Handing out “safe smoking kits” — in other words, free crack pipes to drug users — is a more controversial policy that the Biden administration tried to deny was happening. The Trump administration seems poised to cut it.

The backlash to harm reduction is not just coming from the right. San Francisco’s moderate Democratic mayor, Daniel Lurie, recently changed city policy to prohibit street distribution of “safe use” kits and to require treatment counseling before people receive these supplies. Democrats across the country are debating or supporting policies to force treatment for those suffering with mental illness or addiction.

For those not following national drug policy debates, the conflict between harm reductionists and abstinence recovery proponents has intensified in recent years, even though many of the pioneers of harm reduction got clean through AA or Narcotics Anonymous. Ms. Szalavitz says part of this has to do with AA and NA dogma that a person on methadone or buprenorphine is not clean.
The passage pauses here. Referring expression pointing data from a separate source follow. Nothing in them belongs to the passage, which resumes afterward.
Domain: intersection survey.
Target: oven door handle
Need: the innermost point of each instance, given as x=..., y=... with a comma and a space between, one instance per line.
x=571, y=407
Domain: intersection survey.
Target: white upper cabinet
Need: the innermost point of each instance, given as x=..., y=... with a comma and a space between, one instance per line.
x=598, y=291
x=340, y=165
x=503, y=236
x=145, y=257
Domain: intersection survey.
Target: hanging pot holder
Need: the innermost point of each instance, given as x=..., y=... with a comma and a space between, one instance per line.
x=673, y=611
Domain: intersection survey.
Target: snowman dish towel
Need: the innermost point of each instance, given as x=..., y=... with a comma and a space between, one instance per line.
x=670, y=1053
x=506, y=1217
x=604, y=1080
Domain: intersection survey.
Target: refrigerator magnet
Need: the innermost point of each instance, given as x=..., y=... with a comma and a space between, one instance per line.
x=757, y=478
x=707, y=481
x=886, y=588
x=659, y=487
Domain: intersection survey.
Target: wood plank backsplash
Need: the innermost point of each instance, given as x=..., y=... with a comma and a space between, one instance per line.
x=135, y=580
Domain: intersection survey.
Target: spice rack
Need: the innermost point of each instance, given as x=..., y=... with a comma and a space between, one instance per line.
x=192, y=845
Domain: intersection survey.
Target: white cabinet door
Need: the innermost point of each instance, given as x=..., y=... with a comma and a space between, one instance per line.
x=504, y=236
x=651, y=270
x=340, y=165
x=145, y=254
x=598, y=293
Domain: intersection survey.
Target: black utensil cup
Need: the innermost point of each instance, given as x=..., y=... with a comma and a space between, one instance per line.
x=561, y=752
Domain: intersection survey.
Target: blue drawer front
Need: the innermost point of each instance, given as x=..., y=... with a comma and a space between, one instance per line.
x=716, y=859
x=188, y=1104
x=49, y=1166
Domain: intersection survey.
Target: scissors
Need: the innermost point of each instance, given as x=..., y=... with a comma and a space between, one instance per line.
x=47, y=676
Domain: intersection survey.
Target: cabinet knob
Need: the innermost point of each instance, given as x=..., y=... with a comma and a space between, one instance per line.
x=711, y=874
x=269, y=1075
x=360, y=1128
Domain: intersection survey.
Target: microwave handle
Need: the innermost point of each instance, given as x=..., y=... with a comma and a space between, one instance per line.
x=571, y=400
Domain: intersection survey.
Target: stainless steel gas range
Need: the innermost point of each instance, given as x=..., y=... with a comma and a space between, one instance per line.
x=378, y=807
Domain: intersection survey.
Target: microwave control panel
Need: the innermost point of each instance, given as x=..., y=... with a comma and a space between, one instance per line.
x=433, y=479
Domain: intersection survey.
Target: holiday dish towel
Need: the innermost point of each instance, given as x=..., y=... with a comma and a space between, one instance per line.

Those critical of harm reduction say some of the tools are effective but that many people in the field have taken the philosophy to a radical extreme, proposing that the solution to the shoplifting problem, for example, is not incarceration but “safe supply” — in other words, distributing drugs to users. These critics point to city-funded billboards that went up around San Francisco in 2020 encouraging drug users, “Do it with friends,” as opposed to alone.

“Actual people on the ground in harm reduction sometimes will present a much more radical stance to the public than they actually have simply because they want to stand up for oppressed people,” Ms. Szalavitz says.

Mr. Wolf disagrees. “If you ask them deep down, they’ll tell you their goal is to legalize drugs,” he says of harm reductionists.

In an interview with the Sun in June, Mr. Kennedy said he was in favor of an all-of-the-above approach to solve the drug crisis. At the Rx and Illicit Drug Summit in Nashville a week ago, Mr. Kennedy spoke for 35 minutes about his heroin addiction and the spiritual and service-based path to recovery he found in Alcoholics Anonymous. 

Most of Mr. Kennedy’s speech, peppered with AA aphorisms, was about the larger societal ills that he says cause or exacerbate addiction and how he thinks reconnecting with community, family, service, and developing a sense of purpose in life are the long-term solutions to addiction. He said HHS will have $4 billion to tackle the drug crisis. 

Mr. Wolf hopes Mr. Kennedy will fund long-term abstinence-based recovery housing and rehabs. If Mr. Kennedy uses his own personal experience to guide policy — as his remarks suggest he will — then a shift to funding abstinence-based recovery programs is likely. 

“What does that mean for national policy? What it means is we have to do all the nuts and bolts things that you are all involved with — the practical, pragmatic things,” Mr. Kennedy said in Nashville. He then listed harm reduction tools such as medication-assisted treatment options like methadone and buprenorphine, naloxone, and drug testing strips to help detect fentanyl in pills.

“But that alone — throwing money at it — is not alone going to work. We need to really focus on reestablishing these historic ties to community. We have this whole generation of kids who’ve lost hope in their future,” Mr. Kennedy said.